Voce su Maria Corazza
Uno scorcio di Torvaianica di Pomezia (di Ra Boe, licenza CC BY-SA 3.0)
Maria Corazza, 46 anni, e Domenico Raco, 39 anni, furono trovati morti carbonizzati all'interno di un'auto incendiata la mattina del 14 giugno 2019 a Torvaianica, una frazione del comune di Pomezia in provincia di Roma.
Il rogo del veicolo era scoppiato intorno alle 8:30 in un terreno isolato di via San Pancrazio. Negli stessi istanti i residenti della zona avevano sentito un forte boato. Alcune persone avvisarono i Vigili del Fuoco che, successivamente, accorsero sul posto. Dopo avere domato le fiamme, i pompieri insieme ai Carabinieri avevano rinvenuto il trentanovenne, seduto al posto di guida, mentre la quarantaseienne era accovacciata sul sedile posteriore.
Lei, sposata, era impiegata come addetta alle pulizie. Lui, di origini calabresi, era un amico di famiglia, trasferitosi a Pomezia da diversi anni per lavorare come elettricista. La signora Corazza era uscita quella mattina, poche ore prima, insieme al marito per accompagnare la figlia di 13 anni a scuola. L'utilitaria distrutta dall'incendio era di proprietà della madre. L'ispezione della scientifica sul luogo del rogo consentì di recuperare un coltello all'interno dell'abitacolo.[1][2]

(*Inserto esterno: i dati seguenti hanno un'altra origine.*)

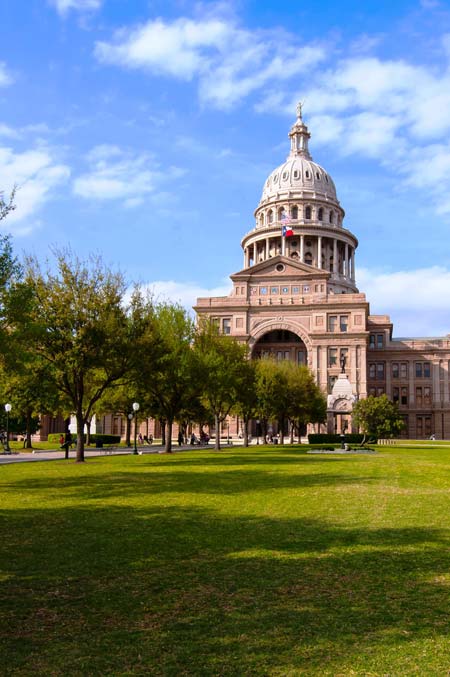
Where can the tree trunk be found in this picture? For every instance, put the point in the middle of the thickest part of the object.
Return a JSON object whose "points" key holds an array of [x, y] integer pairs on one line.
{"points": [[28, 444], [88, 432], [217, 424], [168, 445], [245, 432], [128, 432], [281, 430], [80, 436]]}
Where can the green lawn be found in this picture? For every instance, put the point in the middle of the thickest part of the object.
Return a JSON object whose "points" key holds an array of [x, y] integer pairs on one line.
{"points": [[244, 562]]}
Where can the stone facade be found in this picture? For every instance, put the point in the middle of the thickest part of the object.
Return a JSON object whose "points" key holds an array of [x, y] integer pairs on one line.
{"points": [[296, 298]]}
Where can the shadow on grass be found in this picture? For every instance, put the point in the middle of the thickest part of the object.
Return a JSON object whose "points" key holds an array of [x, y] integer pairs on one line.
{"points": [[187, 591]]}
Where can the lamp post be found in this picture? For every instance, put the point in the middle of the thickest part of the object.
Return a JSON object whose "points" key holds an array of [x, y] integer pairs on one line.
{"points": [[7, 447], [135, 409]]}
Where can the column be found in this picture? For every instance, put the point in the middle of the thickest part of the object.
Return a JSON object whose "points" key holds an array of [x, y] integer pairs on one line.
{"points": [[335, 261]]}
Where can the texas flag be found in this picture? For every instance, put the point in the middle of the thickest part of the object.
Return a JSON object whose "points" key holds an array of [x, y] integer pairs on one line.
{"points": [[285, 221]]}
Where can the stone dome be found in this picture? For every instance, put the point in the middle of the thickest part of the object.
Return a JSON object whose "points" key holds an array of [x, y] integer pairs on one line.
{"points": [[299, 173]]}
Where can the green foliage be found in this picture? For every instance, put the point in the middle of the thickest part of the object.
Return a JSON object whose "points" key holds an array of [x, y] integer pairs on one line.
{"points": [[378, 417], [325, 438], [220, 364]]}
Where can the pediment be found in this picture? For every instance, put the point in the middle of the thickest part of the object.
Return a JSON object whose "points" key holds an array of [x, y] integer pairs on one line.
{"points": [[292, 268]]}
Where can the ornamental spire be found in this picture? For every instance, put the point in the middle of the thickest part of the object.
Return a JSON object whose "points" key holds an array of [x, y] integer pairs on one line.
{"points": [[299, 136]]}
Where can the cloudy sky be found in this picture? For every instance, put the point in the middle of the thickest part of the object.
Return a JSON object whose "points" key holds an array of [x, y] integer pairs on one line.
{"points": [[145, 130]]}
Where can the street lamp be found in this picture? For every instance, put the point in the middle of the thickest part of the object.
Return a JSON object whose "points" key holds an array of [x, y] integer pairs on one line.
{"points": [[135, 409], [7, 447]]}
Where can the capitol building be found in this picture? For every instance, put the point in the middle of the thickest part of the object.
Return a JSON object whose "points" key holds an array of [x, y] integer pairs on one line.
{"points": [[296, 298]]}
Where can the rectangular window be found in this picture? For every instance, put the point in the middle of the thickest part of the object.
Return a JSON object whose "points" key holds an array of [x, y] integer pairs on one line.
{"points": [[332, 322], [419, 396]]}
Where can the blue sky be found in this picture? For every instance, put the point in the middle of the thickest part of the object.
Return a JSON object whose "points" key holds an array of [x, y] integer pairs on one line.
{"points": [[144, 131]]}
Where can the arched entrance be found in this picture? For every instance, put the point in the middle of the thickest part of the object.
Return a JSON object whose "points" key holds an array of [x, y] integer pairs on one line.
{"points": [[281, 344]]}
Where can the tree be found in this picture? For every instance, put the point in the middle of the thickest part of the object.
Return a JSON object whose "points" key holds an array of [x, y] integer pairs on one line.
{"points": [[221, 362], [167, 376], [273, 393], [82, 329], [378, 417], [246, 406], [307, 403]]}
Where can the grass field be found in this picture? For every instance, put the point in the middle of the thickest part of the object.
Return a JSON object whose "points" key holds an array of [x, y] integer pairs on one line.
{"points": [[242, 562]]}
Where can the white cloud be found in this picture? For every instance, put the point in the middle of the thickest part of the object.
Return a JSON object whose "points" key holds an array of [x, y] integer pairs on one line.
{"points": [[185, 293], [416, 300], [37, 173], [5, 77], [115, 174], [64, 6], [228, 61]]}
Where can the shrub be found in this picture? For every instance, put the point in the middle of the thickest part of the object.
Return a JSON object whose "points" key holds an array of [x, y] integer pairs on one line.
{"points": [[106, 439], [324, 438]]}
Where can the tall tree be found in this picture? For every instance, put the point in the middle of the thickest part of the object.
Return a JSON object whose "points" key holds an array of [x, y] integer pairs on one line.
{"points": [[378, 417], [246, 405], [82, 329], [168, 376], [222, 361]]}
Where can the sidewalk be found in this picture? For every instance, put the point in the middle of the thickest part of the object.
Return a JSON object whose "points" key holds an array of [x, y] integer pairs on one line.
{"points": [[55, 455]]}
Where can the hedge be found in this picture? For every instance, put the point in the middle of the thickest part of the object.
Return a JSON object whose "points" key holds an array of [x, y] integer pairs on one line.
{"points": [[324, 438], [105, 439]]}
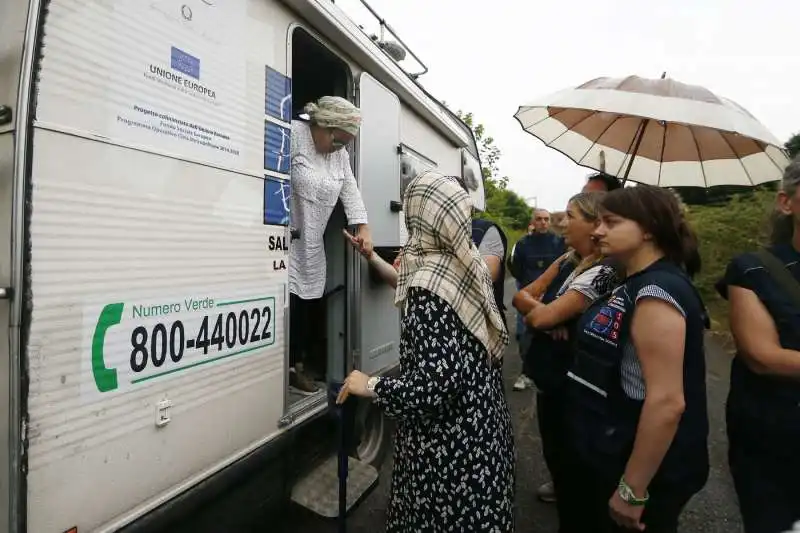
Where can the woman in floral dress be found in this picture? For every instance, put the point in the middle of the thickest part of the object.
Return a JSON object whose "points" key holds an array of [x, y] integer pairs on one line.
{"points": [[454, 448]]}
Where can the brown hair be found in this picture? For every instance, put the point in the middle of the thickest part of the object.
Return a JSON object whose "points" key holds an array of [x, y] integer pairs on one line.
{"points": [[658, 212], [782, 226]]}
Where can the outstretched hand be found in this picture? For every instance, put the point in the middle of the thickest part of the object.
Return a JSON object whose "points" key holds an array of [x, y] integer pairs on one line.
{"points": [[358, 243]]}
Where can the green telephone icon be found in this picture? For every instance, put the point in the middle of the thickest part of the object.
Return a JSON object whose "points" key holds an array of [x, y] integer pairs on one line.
{"points": [[104, 378]]}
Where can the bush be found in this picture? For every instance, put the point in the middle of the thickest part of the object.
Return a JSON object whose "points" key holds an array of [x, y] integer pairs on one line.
{"points": [[724, 231]]}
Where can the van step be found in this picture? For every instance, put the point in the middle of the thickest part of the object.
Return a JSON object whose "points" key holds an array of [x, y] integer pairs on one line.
{"points": [[318, 491]]}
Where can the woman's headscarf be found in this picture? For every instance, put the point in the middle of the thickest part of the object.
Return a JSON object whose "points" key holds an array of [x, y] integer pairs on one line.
{"points": [[440, 256], [335, 112]]}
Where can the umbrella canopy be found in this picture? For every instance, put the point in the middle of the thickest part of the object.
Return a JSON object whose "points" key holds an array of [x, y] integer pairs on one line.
{"points": [[656, 131]]}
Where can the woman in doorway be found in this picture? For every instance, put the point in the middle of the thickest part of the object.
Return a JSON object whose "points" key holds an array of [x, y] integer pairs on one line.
{"points": [[636, 414], [581, 279], [321, 175], [454, 449], [763, 411]]}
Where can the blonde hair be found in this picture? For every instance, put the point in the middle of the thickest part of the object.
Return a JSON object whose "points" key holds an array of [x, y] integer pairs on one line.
{"points": [[588, 204]]}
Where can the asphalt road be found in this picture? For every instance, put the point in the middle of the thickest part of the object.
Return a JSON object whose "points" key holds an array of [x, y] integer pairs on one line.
{"points": [[714, 510]]}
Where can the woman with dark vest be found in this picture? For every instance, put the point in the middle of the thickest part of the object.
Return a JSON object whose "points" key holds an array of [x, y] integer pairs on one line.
{"points": [[763, 408], [581, 279], [636, 409]]}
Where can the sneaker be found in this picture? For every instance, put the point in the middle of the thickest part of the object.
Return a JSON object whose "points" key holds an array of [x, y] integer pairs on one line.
{"points": [[547, 493], [301, 384], [523, 382]]}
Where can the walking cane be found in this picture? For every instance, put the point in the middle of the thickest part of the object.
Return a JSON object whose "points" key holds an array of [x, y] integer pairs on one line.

La Procura di Velletri, competente sul territorio, ipotizzò nel corso delle indagini l'esito di un omicidio-suicidio. Secondo le ricostruzioni, le vittime del rogo avrebbero avuto una relazione clandestina e, probabilmente, l'uomo non avrebbe accettato un eventuale rifiuto da parte della quarantaseienne. Il coinvolgimento del marito fu escluso poiché lo stesso, con la conferma di persone terze, aveva accertato di trovarsi altrove la mattina del 14 giugno 2019, lontano dal luogo dell'incendio.
L'autopsia sul cadavere di Domenico Raco permise di stabilire il decesso dell'uomo per le esalazioni di monossido di carbonio sprigionato durante la combustione. Su di lui non erano presenti segni di violenza. Sulla donna, invece, l'ispezione medica aveva individuato una ferita d'arma da taglio compatibile con il coltello ritrovato all'interno del veicolo.[3]
Una successiva autopsia, più dettagliata, confermò la morte della signora Corazza per una coltellata al cuore. Il fendente l'aveva stroncata sul colpo, infatti nei polmoni non furono rilevate tracce di monossido di carbonio. Questi elementi confermarono la tesi dell'omicidio-suicidio: il trentanovenne aveva aggredito la donna, uccidendola, per poi togliersi la vita rimanendo chiuso nell'auto con lei mentre divampava l'incendio.[4]